Casual Causal Inference

Solving Simpson’s Paradox

Understand a key toy example in causal inference

Aleix Ruiz de Villa

Published in

Towards Data Science

6 min readFeb 20, 2019

This is the fourth post on a series about causal inference and data science. The previous one was “Observing is not intervening”.

Simpson’s paradox is a great example. At first, it challenges our intuition, but then, if we are able to dissect it properly, gives a lot of ideas about how to handle analysis of observational data (data that hadn’t been obtained through a well-designed experiment). It appears in many data analysis. We will walk through it using the well-known case of kidney stones. The techniques explained here can be found in detail in Pearl’s et al “Causal Inference in Statistics: A Primer”.

Kidney stones example

In a hospital, a doctor was dealing with kidney stones. She had two treatments, say A and B. She distributed both among her patients in half (350 for A and 350 for B) and measured each treatment’s success. The results can be found in the following table:

Clearly, treatment B was the best. The job was done and she could go home. But…wait! She knew she had more information and wanted to have a look at it, just in case…She also had the size of the stones and maybe this information was relevant. Then she came up with this table:

Hmmm… For small stones A is better, for large stones A is better but aggregated B is better?! What the f@#*!!

What’s going on?

Then she recalled how patients had been selected. Once a new patient arrived, she had a guess on their stone. Treatment A was performing some kind of surgery while treatment B was basically giving them pills. She knew that giving pills to large stones was less effective, so the hard cases were assigned to treatment A. This process makes treatment comparison more difficult!

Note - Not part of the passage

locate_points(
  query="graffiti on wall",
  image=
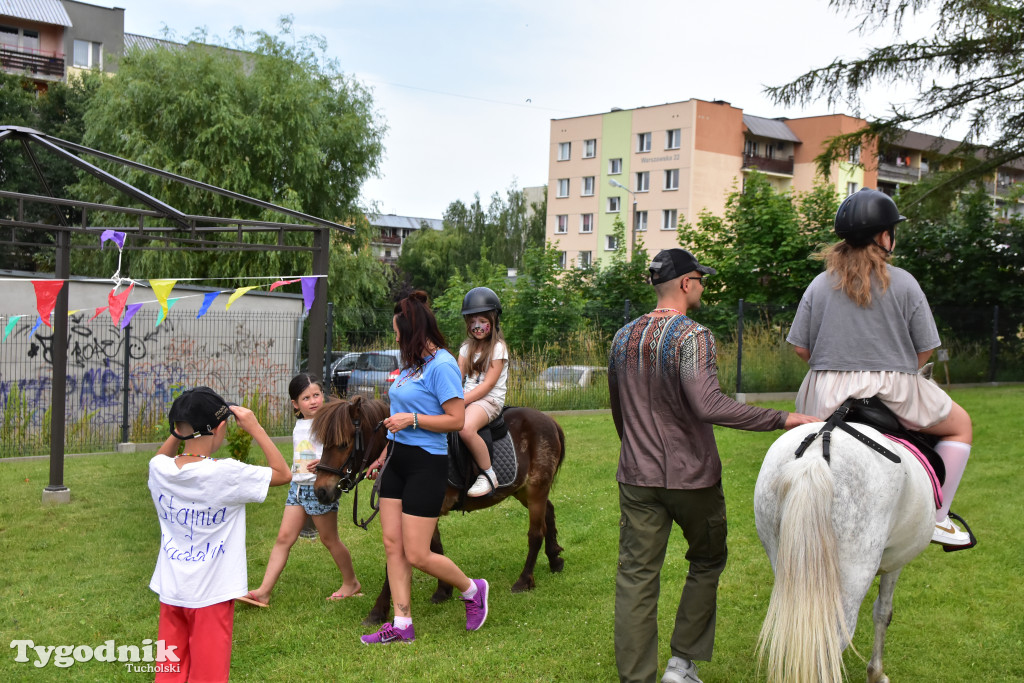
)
(236, 355)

Using a graph we can show the data process as follows

The size affects both the treatment assignment and the chances of recovery. This is called confounding, because you cannot distinguish the effect of treatment from the size on the recovery.

Extreme group assignments

To understand how assignments can affect our conclusions, imagine these two made up extreme cases:

A receives only large stones while B receives only small ones
The other way round

As you can see, assigning all hard cases to A, makes A seem to be the least efficient while assigning all hard cases to B makes B seem to be the least efficient. Makes sense!

Interventions

The question we want to answer is the following: if the hospital had to choose only one treatment, which one would it be?

As we saw in the previous post “Observing is not intervening”, this can be expressed in a graph that represents the distribution we want to know.

This distribution would respond to the case we gave treatment A to everyone. Intervention on a variable is defined by removing its dependencies with respect to its antecessors (those variables it depends on). The main question in causal inference is whether we can make inferences about this new intervened distribution only having information from the data generating distribution.

Adjustment formula

The trick is the following: if we focus on small stones, then all the effect of recovery can be explained from the treatment, so we can measure its effectivity

We can do the same for large stones. But then how do we combine these two quantities? Well, in the way they had been assigned if size would have not affected the assignment of treatment. That means we use the global distribution of stone sizes instead of using the distribution from treatment assignment.

As you can see, there is fairly the same number of large and small stones, while each treatment has an uneven distribution of sizes.

Writing this process down we get the so-called adjustment formula.

P(R|A) = P(R|Small, A) * P(Small) + P(R|Large, A) * P(Large)

It can be seen (it is not straightforward, though) that this formula is precisely what we were looking for: calculating the probability of recovery in the interventional graph, but only using data obtained from the data generation graph.

The same can be done for treatment B and then compare the results.

We go from the initial ‘better B’ 3% up to a ‘better A’ 7%!!

Well then, let’s always adjust!

Not so fast…There are situations where adjustment will bring to wrong conclusions. In the example above, for measuring the effect of treatment, size becomes a “noisy thing” and we want to remove its effect. Think now in a different situation. Imagine you have treatments for some illness. Moreover, you know (because you measure it) that affects patients blood pressure. At the same time, you know (because you have seen it many times in your career) that blood pressure also affects your chances of recovery. In this case, you would have data generated in this way

Now treatment has a direct way and an indirect way to affect your recovery. But you are interested in both! You don’t want to remove any effect from it. The idea is that in this case, you don’t need to apply any adjustment because the direct measurements will give you the right quantity. Or equivalently, if you intervene on treatment (recall that means removing the dependencies on the causes of the treatments) you are getting the same graph, so you have to do nothing!

Conclusions

This simple example gives us strong conclusions on how to analyze causal effects in observational data.

Data does not speak on itself: the direct calculation may bring wrong conclusions
More data does not solve the problem: you could increase the number of patients and still get the same paradox!
Correlation is not enough: correlation is a symmetric function while causality is not. The latter has a clear directionality.
Different models lead to different conclusions: depending on the situation, we have to apply the adjustment formula or not, so having different conclusions. And this has been argued only using the graph!
Graphs are a great communication tool: we already saw it in “Use graphs!” and we confirm it once more!